Pilihan pertama untuk menghemat ruang adalah dengan menumpuk kuburan – dipisahkan oleh pembatas beton – dan memiliki nisan bersama. Hal ini biasa terjadi pada pasangan dan bahkan seluruh keluarga, dan setiap sumur baru yang digali di Israel memiliki ruang untuk setidaknya dua kuburan di dalamnya. Pilihan kedua adalah menumpuk mayat di atas tanah dalam ceruk yang dibangun di dinding, agak mirip kamar mayat, namun dihiasi dengan batu nisan. Pilihan ketiga, dan paling revolusioner, adalah dimakamkan di sebuah bangunan yang setiap lantainya tampak seperti kuburan tradisional, tanpa langit biru di atasnya.

Namun, agar revolusi ini dapat terjadi di Israel, diperlukan restu dari para rabi. Otoritas rabi Israel mengawasi semua penguburan orang Yahudi Israel.

Ritual penguburan Yahudi didasarkan pada bagian dalam Kejadian di mana Tuhan mengusir Adam dan Hawa dari Taman Eden: “Karena kamu debu dan kamu akan kembali ke debu.” Hukum Yahudi menyatakan bahwa semua jenazah dikuburkan secara terpisah di atas lapisan debu dan tanah.

Yaakov Ruza, rabi dari Asosiasi Pemakaman Tel Aviv, sebuah organisasi semi-resmi yang mengawasi pemakaman Yahudi, mengatakan bentuk penguburan baru ini didukung oleh tokoh-tokoh ultra-Ortodoks Yahudi terkemuka.

Misalnya, menara memiliki pipa-pipa berisi tanah di dalam kolomnya sehingga setiap lapisannya tetap terhubung dengan tanah. Dalam banyak hal, Ruza mengatakan jenis penguburan baru ini mewakili kembalinya ke asal usul kuno Tanah Suci yaitu penguburan di gua dan katakombe.

“Itu adalah gua buatan,” katanya. “Mereka pernah membangun gua di gunung. Sekarang kami mengambil gua buatan ini dan mengubahnya menjadi gunung.”

Lembaga pemakaman di Yerusalem bahkan memiliki rencana untuk menggali gua bawah tanah untuk menemukan lebih banyak ruang bagi orang mati.

Para pendukungnya mengatakan sistem baru ini lebih berkelanjutan, ramah lingkungan dan ramah pengguna – memberikan pengalaman berkunjung yang lebih nyaman.

Namun penolakan muncul karena kekhawatiran masyarakat terhadap perubahan. Dalam satu kasus yang terkenal, sebuah keluarga yang berduka mengancam petugas pemakaman bahwa jika orang yang mereka cintai dikurung di tembok, mereka juga akan memasang tembok tersebut.

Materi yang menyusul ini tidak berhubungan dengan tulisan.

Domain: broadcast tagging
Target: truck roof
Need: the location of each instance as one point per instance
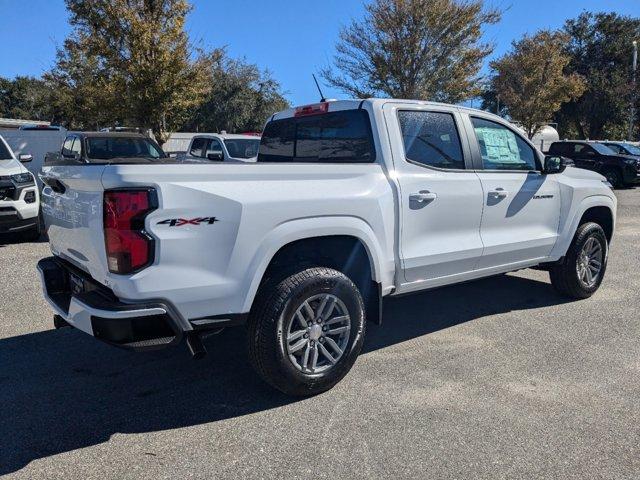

Shmuel Slavin, mantan direktur jenderal kementerian keuangan Israel yang menyusun laporan mengenai krisis pemakaman di negara itu, mengatakan tidak ada alasan untuk melakukan perombakan tradisi kuno yang bermuatan emosi. Ia yakin terdapat cukup ruang di daerah terpencil, seperti gurun Negev yang luas di Israel selatan, untuk membangun kuburan baru.

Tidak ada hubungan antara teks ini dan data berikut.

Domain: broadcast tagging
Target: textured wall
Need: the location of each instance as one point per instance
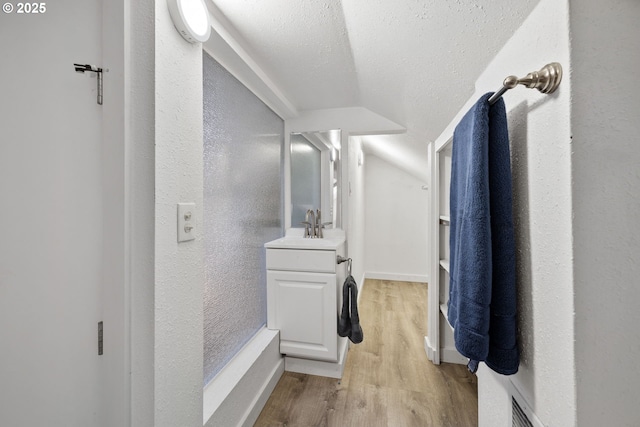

Dia mengatakan kemajuan teknologi memungkinkan lebih banyak penguburan di pemakaman yang ada, dan bahwa “kota mati” yang baru akan memakan biaya yang mahal untuk dibangun dan dipelihara.

Tapi intinya, katanya, masyarakat tidak mau dikubur seperti itu. “Masyarakat tidak mau mendengarnya,” katanya. “Ini masalah tradisi. Orang ingin dikuburkan seperti orang tuanya.”

Para pejabat mengatakan mereka yang bersikeras melakukan penguburan tradisional masih memiliki pilihan itu; mereka hanya perlu mengemudi lebih jauh dan membayarnya. Pemakaman, kata mereka, tidak dirancang untuk orang mati, melainkan untuk orang hidup yang ingin mengunjunginya. Harapannya adalah dengan menghadiri pemakaman, masyarakat akan mengenal sistem baru dan belajar menghargai manfaatnya.

Apa pun yang terjadi, direktur pemakaman mengatakan semakin banyak orang yang memahami bahwa perubahan tidak bisa dihindari.

“Kami semua mendukung penguburan di lapangan terbuka selama tidak mengganggu kehidupan kami. Jadi jika tidak ada lagi ruang untuk membangun rumah di Yerusalem, saya lebih memilih untuk mengubur secara berlapis,” kata Chananya Shahor, manajer dari masyarakat pemakaman Yerusalem. “Tuhan memberi kita tanah untuk hidup, bukan untuk mati.”